Aunque la contaminación llevaba tiempo engordando, el monstruo apenas era un bebé. El nene ya creció y hoy cumple la mayoría de edad.

La camioneta negra desacelera, frena y gira a la derecha estacionándose en un cajón vacío. Automáticamente se abren las puertas delanteras, salen dos guardaespaldas, el primero abre una de las puertas traseras, mientras el segundo peina la zona con mirada penetrante, oculta por gafas obscuras. Un tercer individuo, recién descendido, ingresa con rapidez al recinto. Continúa la sucesión de automóviles gigantescos aparcándose y depositando personas escoltadas. De pronto, aparece uno diminuto, ya colocado en el estacionamiento. De él baja un hombre quien se dirige hacia la puerta del edificio. En seguida, un par de guardias en trajes marinos lo detienen y le ordenan quitar el escarabajo. Este lugar está reservado para el director del Banco Mundial de Energía —dicen, serios. Sí, soy yo, oficial —contesta sonriente el personaje.

Esta lección histórica, al estilo José Mujica, era en un anuncio muy viejo del Volkswagen sedán. Creo que salía en la década de los ochenta, cuando una grave crisis petrolera azotaba Occidente. Razón por la cual muchos carros estadunidense redujeron drásticamente sus tamaños y motores. Aunque la contaminación llevaba tiempo engordando, el monstruo apenas era un bebé. El nene ya creció y hoy cumple la mayoría de edad. Sobran pruebas de su poder y peligro: incremento de la temperatura promedio del mundo, de las concentraciones de ozono, de metano, de dióxido de carbono, de metales pesados, el deshielo de los casquetes polares, la devastación de ríos, mares y bosques. La lista es interminable. La semana pasada le escupió a la Ciudad de México elevando los contaminantes aéreos a niveles alarmantes. ¿Dónde quedaron las medidas ecologistas de dicha urbe? En la basura. ¿Qué dicen los expertos en materia ambiental del gobierno y de los partidos de oposición?

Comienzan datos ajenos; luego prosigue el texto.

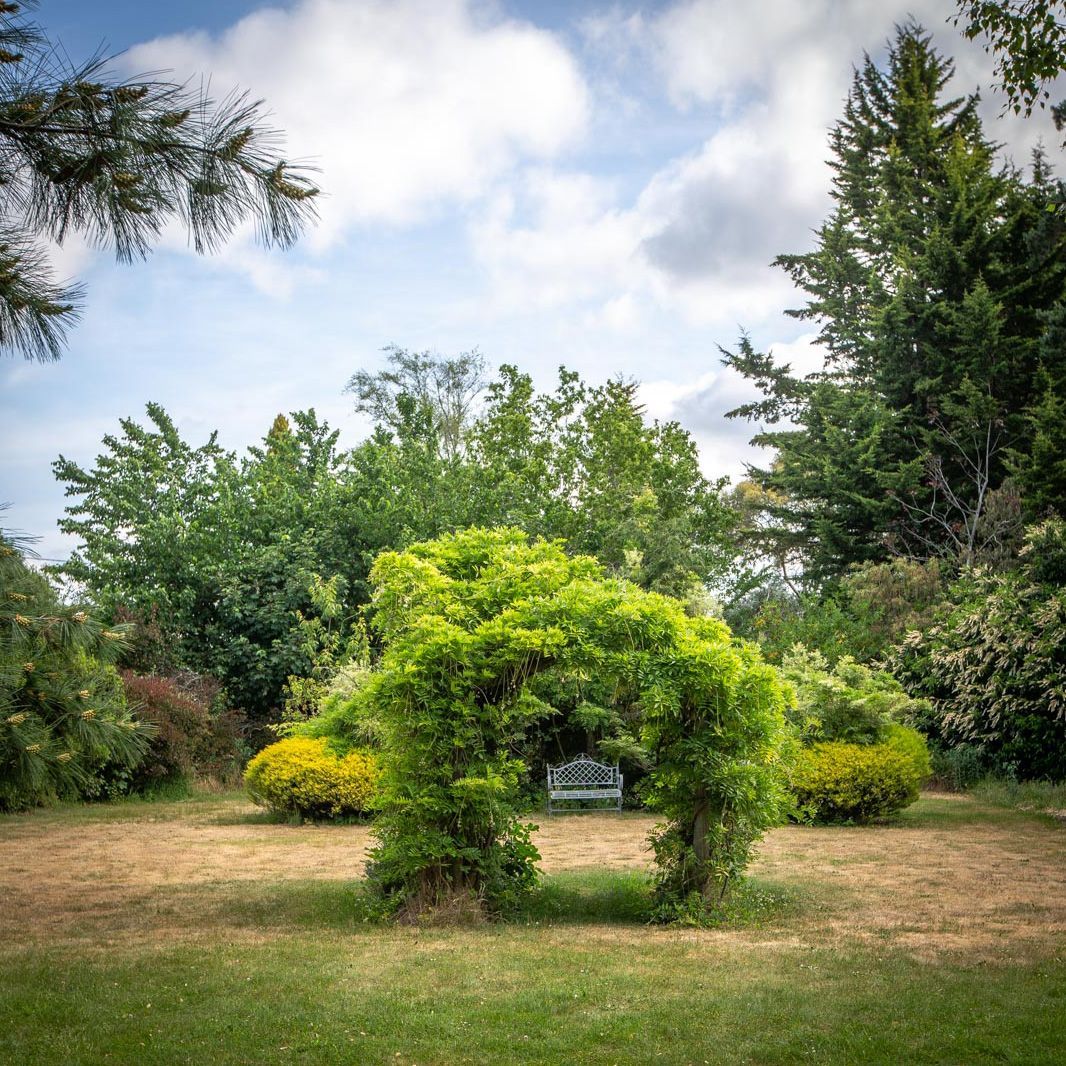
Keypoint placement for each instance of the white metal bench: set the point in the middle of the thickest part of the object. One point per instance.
(583, 779)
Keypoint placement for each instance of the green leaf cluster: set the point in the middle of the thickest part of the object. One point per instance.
(468, 623)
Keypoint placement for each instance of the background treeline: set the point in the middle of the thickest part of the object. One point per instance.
(908, 516)
(253, 570)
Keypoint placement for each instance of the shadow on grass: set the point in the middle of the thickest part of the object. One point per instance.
(578, 898)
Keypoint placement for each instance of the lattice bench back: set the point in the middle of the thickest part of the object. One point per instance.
(583, 779)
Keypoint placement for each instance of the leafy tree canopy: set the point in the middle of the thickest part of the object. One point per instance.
(468, 620)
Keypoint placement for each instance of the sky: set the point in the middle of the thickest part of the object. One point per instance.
(601, 186)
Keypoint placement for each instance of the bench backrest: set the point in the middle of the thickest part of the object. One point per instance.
(582, 773)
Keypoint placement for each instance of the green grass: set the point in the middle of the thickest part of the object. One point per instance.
(507, 995)
(299, 972)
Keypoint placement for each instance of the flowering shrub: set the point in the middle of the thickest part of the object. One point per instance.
(301, 776)
(839, 782)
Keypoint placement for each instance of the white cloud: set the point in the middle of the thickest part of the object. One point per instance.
(405, 105)
(770, 79)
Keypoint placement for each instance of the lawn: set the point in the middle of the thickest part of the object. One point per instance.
(197, 932)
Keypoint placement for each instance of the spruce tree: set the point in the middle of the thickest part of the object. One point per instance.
(933, 277)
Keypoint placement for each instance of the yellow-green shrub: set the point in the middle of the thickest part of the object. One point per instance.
(301, 776)
(841, 782)
(909, 742)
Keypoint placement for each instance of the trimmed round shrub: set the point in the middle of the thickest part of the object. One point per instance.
(302, 777)
(853, 782)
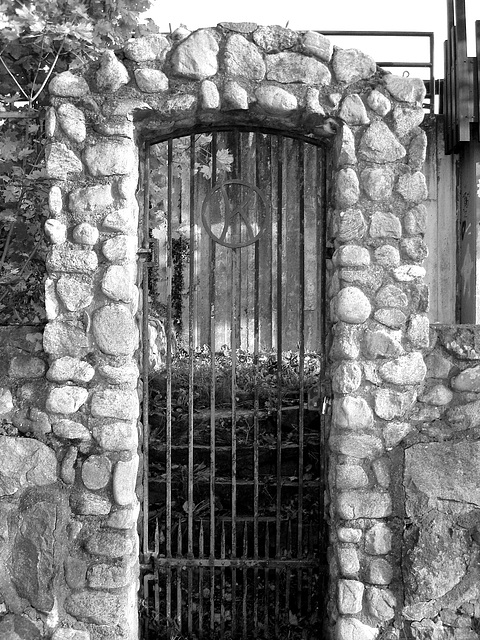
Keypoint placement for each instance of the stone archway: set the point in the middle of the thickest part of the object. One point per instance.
(231, 74)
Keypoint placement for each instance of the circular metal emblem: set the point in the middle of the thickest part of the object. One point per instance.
(234, 213)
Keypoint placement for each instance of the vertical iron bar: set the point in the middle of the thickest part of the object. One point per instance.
(432, 73)
(288, 571)
(222, 582)
(156, 585)
(201, 554)
(465, 99)
(191, 316)
(477, 76)
(279, 374)
(236, 290)
(256, 406)
(145, 351)
(179, 578)
(301, 416)
(245, 583)
(266, 585)
(168, 498)
(211, 289)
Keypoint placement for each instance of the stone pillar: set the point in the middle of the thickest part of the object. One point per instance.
(263, 76)
(379, 330)
(92, 340)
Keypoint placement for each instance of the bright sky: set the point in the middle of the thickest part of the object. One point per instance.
(344, 15)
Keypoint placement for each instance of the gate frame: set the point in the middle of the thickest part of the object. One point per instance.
(322, 400)
(96, 124)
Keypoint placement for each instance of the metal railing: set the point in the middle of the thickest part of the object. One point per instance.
(401, 64)
(461, 89)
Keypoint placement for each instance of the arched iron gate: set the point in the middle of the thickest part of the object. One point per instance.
(233, 513)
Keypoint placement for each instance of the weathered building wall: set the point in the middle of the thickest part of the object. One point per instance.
(441, 533)
(85, 418)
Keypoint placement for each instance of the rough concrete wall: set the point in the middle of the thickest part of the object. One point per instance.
(232, 74)
(441, 449)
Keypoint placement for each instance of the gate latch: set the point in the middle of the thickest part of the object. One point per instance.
(318, 399)
(150, 253)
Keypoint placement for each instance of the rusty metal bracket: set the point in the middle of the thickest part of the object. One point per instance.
(149, 254)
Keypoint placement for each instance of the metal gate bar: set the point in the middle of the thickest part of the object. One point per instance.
(216, 585)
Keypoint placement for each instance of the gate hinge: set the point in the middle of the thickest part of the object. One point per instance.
(146, 561)
(149, 254)
(319, 398)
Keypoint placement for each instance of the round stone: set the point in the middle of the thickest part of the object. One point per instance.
(409, 272)
(378, 539)
(67, 85)
(387, 256)
(364, 503)
(210, 95)
(275, 38)
(112, 74)
(381, 344)
(348, 534)
(379, 144)
(352, 413)
(315, 44)
(196, 56)
(68, 368)
(71, 430)
(378, 102)
(391, 296)
(405, 370)
(351, 476)
(124, 480)
(349, 225)
(405, 89)
(352, 629)
(413, 187)
(350, 65)
(414, 249)
(346, 377)
(348, 561)
(276, 100)
(379, 571)
(352, 256)
(235, 96)
(115, 330)
(72, 121)
(353, 110)
(67, 399)
(467, 380)
(151, 80)
(377, 183)
(71, 259)
(347, 189)
(115, 403)
(352, 305)
(287, 67)
(390, 317)
(356, 445)
(85, 233)
(406, 118)
(118, 284)
(96, 472)
(151, 47)
(120, 249)
(390, 404)
(56, 231)
(75, 293)
(242, 58)
(350, 596)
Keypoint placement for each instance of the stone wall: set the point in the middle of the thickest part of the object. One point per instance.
(441, 448)
(84, 418)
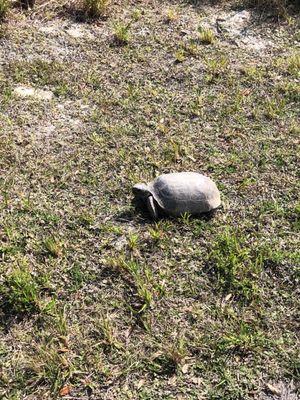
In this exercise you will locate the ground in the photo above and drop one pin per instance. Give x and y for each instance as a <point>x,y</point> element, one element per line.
<point>97,300</point>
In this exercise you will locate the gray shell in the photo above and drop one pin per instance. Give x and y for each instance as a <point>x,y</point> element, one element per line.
<point>185,192</point>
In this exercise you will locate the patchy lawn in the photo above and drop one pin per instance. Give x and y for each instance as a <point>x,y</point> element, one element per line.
<point>98,301</point>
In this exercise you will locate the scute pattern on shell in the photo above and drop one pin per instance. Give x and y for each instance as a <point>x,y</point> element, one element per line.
<point>191,192</point>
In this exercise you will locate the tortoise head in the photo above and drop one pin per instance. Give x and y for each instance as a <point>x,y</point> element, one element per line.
<point>141,191</point>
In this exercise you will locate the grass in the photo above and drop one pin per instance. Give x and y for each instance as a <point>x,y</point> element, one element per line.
<point>4,7</point>
<point>206,35</point>
<point>96,299</point>
<point>96,8</point>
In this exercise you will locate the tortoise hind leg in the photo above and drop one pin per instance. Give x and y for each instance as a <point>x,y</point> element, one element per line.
<point>152,207</point>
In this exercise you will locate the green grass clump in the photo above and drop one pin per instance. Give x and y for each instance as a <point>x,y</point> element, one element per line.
<point>20,292</point>
<point>235,265</point>
<point>96,8</point>
<point>206,35</point>
<point>4,7</point>
<point>122,33</point>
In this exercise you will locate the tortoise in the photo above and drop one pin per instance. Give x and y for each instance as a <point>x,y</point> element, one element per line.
<point>177,193</point>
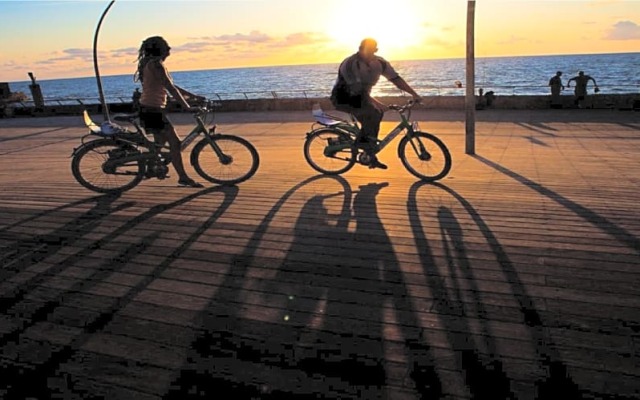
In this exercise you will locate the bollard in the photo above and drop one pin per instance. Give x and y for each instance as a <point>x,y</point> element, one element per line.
<point>36,93</point>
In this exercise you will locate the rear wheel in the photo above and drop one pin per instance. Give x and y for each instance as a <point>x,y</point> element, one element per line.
<point>237,162</point>
<point>330,152</point>
<point>425,156</point>
<point>93,166</point>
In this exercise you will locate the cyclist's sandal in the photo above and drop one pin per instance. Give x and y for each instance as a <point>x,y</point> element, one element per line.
<point>189,182</point>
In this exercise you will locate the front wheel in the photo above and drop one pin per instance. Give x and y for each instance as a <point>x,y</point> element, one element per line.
<point>329,151</point>
<point>233,160</point>
<point>425,156</point>
<point>96,166</point>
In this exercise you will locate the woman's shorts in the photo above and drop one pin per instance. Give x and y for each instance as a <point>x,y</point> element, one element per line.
<point>154,118</point>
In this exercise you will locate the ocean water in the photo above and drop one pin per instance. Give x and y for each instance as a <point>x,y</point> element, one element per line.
<point>615,73</point>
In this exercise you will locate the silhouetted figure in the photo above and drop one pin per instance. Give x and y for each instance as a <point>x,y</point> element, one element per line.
<point>135,99</point>
<point>555,83</point>
<point>357,75</point>
<point>581,87</point>
<point>156,82</point>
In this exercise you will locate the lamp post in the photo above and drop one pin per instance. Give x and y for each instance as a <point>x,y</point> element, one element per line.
<point>105,108</point>
<point>470,106</point>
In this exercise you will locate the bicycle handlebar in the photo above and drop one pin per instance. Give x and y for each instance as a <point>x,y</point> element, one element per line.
<point>401,109</point>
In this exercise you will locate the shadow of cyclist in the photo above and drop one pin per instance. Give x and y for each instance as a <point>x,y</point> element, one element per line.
<point>485,378</point>
<point>317,325</point>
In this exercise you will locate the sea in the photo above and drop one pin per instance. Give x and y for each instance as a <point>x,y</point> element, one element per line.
<point>527,75</point>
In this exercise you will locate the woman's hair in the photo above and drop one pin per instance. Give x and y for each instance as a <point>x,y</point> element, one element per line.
<point>154,47</point>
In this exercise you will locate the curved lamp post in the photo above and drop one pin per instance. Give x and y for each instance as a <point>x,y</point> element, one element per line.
<point>105,109</point>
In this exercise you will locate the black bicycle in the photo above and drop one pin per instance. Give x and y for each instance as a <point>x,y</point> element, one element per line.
<point>333,148</point>
<point>120,158</point>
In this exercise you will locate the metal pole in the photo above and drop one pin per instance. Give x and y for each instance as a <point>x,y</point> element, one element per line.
<point>470,100</point>
<point>105,109</point>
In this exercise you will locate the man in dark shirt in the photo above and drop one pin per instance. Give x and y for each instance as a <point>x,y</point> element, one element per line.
<point>581,87</point>
<point>357,75</point>
<point>556,86</point>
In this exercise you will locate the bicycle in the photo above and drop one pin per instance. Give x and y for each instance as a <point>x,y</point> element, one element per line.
<point>120,159</point>
<point>333,148</point>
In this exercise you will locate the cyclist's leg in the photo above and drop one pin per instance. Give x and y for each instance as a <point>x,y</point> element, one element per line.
<point>163,130</point>
<point>370,118</point>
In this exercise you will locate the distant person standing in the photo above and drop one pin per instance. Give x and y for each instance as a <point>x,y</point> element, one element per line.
<point>556,87</point>
<point>581,87</point>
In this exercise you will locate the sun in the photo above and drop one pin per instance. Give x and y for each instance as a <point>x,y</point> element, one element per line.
<point>393,24</point>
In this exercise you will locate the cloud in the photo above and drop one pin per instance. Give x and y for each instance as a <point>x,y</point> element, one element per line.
<point>124,52</point>
<point>624,30</point>
<point>513,39</point>
<point>252,37</point>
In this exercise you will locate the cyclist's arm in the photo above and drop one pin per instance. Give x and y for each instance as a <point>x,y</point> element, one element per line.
<point>186,93</point>
<point>167,83</point>
<point>403,85</point>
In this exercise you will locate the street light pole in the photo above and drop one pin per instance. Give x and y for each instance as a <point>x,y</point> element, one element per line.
<point>470,100</point>
<point>105,108</point>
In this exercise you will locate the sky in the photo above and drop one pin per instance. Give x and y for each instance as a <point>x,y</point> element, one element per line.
<point>54,39</point>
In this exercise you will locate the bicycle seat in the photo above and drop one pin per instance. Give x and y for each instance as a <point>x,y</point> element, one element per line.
<point>106,128</point>
<point>125,117</point>
<point>325,119</point>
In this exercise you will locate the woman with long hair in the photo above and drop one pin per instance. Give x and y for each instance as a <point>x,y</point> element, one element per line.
<point>156,82</point>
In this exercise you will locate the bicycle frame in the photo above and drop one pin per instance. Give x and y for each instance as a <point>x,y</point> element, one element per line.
<point>403,126</point>
<point>154,149</point>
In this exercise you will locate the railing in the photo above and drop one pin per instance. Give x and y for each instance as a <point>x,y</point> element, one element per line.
<point>384,90</point>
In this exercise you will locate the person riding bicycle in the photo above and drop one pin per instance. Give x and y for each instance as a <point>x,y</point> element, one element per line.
<point>156,81</point>
<point>357,75</point>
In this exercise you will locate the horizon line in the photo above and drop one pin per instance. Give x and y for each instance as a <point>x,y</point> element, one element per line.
<point>336,62</point>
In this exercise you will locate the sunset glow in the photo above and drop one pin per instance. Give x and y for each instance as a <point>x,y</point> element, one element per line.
<point>371,18</point>
<point>240,33</point>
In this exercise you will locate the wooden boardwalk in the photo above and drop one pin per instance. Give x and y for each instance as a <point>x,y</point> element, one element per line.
<point>516,277</point>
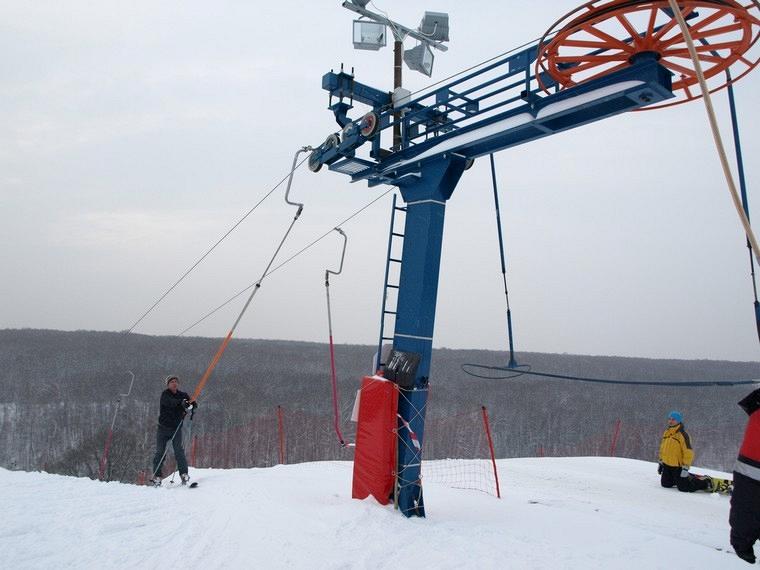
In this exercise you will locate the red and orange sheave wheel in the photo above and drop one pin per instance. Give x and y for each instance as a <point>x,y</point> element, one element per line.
<point>603,36</point>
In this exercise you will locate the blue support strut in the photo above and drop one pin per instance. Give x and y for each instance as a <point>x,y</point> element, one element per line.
<point>425,199</point>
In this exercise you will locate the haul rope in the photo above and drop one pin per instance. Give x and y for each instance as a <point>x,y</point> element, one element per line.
<point>714,127</point>
<point>257,285</point>
<point>525,370</point>
<point>512,361</point>
<point>212,248</point>
<point>288,260</point>
<point>336,414</point>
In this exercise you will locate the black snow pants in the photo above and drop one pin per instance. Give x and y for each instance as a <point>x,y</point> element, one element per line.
<point>745,513</point>
<point>163,435</point>
<point>671,476</point>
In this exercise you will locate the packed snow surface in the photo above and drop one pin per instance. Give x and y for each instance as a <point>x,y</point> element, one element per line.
<point>555,513</point>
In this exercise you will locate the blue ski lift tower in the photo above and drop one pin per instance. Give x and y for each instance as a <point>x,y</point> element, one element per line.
<point>605,58</point>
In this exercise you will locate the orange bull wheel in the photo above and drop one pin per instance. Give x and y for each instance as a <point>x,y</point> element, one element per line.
<point>603,36</point>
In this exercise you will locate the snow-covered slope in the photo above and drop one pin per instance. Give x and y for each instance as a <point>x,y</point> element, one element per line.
<point>555,513</point>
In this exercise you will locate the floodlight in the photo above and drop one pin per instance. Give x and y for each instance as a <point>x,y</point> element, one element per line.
<point>369,35</point>
<point>420,58</point>
<point>435,25</point>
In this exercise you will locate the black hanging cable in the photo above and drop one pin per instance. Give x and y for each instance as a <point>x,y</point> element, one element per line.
<point>212,248</point>
<point>511,373</point>
<point>288,260</point>
<point>512,361</point>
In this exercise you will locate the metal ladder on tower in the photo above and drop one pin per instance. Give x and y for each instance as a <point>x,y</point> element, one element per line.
<point>394,237</point>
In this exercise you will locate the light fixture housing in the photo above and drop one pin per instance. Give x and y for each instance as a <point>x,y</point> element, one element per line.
<point>435,25</point>
<point>369,35</point>
<point>420,58</point>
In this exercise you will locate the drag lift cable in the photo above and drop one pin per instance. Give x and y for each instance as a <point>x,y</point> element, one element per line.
<point>257,285</point>
<point>512,361</point>
<point>288,260</point>
<point>288,176</point>
<point>743,189</point>
<point>333,376</point>
<point>511,373</point>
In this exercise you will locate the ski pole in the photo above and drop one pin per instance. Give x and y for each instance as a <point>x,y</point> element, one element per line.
<point>166,449</point>
<point>109,438</point>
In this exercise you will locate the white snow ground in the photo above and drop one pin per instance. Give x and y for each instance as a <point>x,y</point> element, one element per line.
<point>576,513</point>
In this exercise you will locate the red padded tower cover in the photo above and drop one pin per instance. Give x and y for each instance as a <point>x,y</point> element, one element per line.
<point>375,454</point>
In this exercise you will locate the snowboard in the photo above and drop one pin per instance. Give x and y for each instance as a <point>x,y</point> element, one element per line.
<point>718,485</point>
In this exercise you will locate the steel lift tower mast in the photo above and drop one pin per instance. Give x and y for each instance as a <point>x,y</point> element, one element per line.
<point>605,58</point>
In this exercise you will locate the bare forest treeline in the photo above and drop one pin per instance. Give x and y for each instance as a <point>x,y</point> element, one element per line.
<point>58,393</point>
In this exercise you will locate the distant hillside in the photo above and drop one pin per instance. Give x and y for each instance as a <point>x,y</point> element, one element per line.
<point>58,392</point>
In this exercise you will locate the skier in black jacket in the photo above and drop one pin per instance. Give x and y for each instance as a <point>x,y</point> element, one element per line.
<point>174,406</point>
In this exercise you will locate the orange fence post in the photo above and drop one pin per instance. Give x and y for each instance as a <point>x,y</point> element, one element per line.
<point>614,439</point>
<point>281,435</point>
<point>490,447</point>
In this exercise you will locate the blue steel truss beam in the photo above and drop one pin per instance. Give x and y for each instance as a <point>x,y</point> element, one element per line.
<point>491,109</point>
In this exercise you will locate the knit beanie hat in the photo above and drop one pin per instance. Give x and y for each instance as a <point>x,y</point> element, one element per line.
<point>676,416</point>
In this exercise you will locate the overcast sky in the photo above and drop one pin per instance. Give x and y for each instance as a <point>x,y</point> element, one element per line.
<point>132,136</point>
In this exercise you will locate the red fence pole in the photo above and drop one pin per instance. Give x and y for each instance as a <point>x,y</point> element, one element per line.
<point>104,458</point>
<point>614,439</point>
<point>490,447</point>
<point>281,434</point>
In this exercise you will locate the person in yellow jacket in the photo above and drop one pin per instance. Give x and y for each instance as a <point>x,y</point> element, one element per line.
<point>676,456</point>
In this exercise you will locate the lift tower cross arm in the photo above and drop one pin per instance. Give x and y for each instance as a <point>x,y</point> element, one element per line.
<point>565,81</point>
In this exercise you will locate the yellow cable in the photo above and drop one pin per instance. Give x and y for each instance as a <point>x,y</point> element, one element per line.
<point>714,126</point>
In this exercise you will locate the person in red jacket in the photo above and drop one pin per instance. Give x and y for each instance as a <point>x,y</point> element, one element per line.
<point>745,500</point>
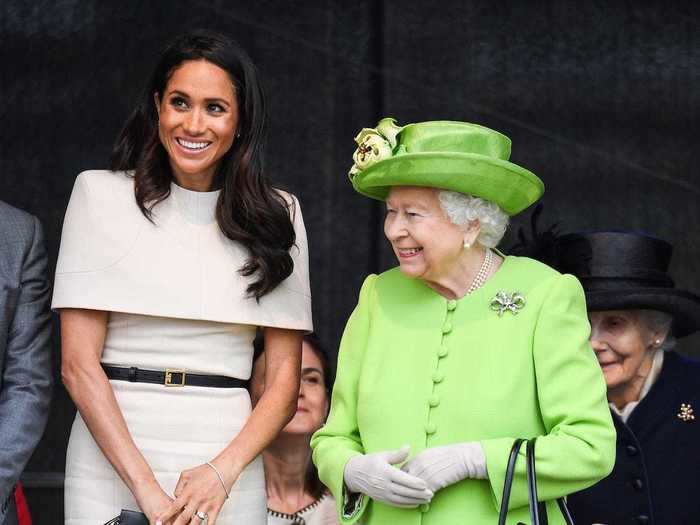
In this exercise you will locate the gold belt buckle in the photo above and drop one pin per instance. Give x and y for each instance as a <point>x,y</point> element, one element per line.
<point>169,377</point>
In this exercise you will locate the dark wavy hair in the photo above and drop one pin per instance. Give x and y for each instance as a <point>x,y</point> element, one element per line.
<point>249,210</point>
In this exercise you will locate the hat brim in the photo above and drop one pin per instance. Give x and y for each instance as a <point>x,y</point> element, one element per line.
<point>683,305</point>
<point>510,186</point>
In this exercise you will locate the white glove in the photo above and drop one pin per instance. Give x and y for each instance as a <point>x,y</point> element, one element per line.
<point>374,475</point>
<point>443,466</point>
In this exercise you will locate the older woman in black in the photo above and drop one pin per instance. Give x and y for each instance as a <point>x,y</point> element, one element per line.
<point>636,315</point>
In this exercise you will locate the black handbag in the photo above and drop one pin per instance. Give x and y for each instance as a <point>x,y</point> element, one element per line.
<point>129,517</point>
<point>538,511</point>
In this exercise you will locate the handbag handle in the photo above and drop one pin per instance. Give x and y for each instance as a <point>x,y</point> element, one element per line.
<point>538,511</point>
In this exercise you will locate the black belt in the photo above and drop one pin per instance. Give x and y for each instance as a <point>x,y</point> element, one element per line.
<point>172,377</point>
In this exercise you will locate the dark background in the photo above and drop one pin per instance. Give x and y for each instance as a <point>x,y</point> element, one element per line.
<point>600,100</point>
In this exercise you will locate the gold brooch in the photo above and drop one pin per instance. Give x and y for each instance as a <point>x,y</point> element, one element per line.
<point>686,413</point>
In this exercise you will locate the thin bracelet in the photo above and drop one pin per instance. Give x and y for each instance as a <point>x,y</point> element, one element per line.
<point>220,478</point>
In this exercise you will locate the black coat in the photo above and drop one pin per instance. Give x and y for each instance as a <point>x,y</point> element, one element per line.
<point>656,479</point>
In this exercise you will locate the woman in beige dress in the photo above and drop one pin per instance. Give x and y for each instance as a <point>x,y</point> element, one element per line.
<point>167,265</point>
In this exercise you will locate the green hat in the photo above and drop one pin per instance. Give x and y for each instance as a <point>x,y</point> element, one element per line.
<point>456,156</point>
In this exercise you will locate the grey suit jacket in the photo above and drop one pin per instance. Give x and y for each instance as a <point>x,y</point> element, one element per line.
<point>25,360</point>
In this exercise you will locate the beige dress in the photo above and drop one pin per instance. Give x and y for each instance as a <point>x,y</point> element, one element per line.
<point>175,301</point>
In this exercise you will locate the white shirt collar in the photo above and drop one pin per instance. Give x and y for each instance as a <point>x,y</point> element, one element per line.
<point>656,364</point>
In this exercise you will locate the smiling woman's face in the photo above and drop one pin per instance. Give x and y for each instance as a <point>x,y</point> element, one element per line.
<point>198,118</point>
<point>312,401</point>
<point>622,344</point>
<point>426,243</point>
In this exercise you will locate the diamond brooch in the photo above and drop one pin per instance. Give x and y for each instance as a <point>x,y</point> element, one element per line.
<point>502,302</point>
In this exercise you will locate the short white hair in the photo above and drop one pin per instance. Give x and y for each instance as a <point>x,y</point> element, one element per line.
<point>461,209</point>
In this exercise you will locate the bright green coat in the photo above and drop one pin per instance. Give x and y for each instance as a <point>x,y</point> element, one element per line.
<point>417,369</point>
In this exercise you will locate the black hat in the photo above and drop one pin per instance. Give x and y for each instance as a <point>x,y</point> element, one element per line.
<point>626,271</point>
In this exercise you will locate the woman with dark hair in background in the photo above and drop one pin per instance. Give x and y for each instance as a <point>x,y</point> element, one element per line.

Estulticias, sólo saben culpar al partido contrincante. El programa Hoy No Circula, mito gubernamental como el del cambio de horario, quedó sobrepasado. La medida es desigual. Y no me refiero a la estupidez de condicionar la adquisición del tipo de holograma al año del auto —cosa que se modificó al fin—, sino al hecho de que hay ciudadanos ensuciadores de primera y de segunda. La obtención de la calcomanía se basa en el nivel de polución que emite un carro; sin embargo, no toma en cuenta el volumen de hidrocarburo quemado. En ese sentido, una mamioneta de seis u ocho cilindros ensucia el aire de una vez y media a dos veces más que un auto compacto. Imagine un político u otra persona ostentosa que circula en este tipo de transporte junto con dos más como seguridad —inseguridad para los demás—, esos tres vehículos son en realidad seis. Bien haría la gente con cierto nivel económico y del gobierno en conducir un tipo de coche diferente si se dice comprometida con el ambiente.

Transporte público gratis —cuando es insuficiente—, políticos viajando en el Metro —acompañados de guaruras— o en bicicleta —que no saben manejar— son farsas que atentan contra la inteligencia. La única forma de controlar el deterioro ambiental consiste en frenar el desarrollo de la megalópolis. La ecuación es simple en extremo, trivial: a más gente, más contaminación.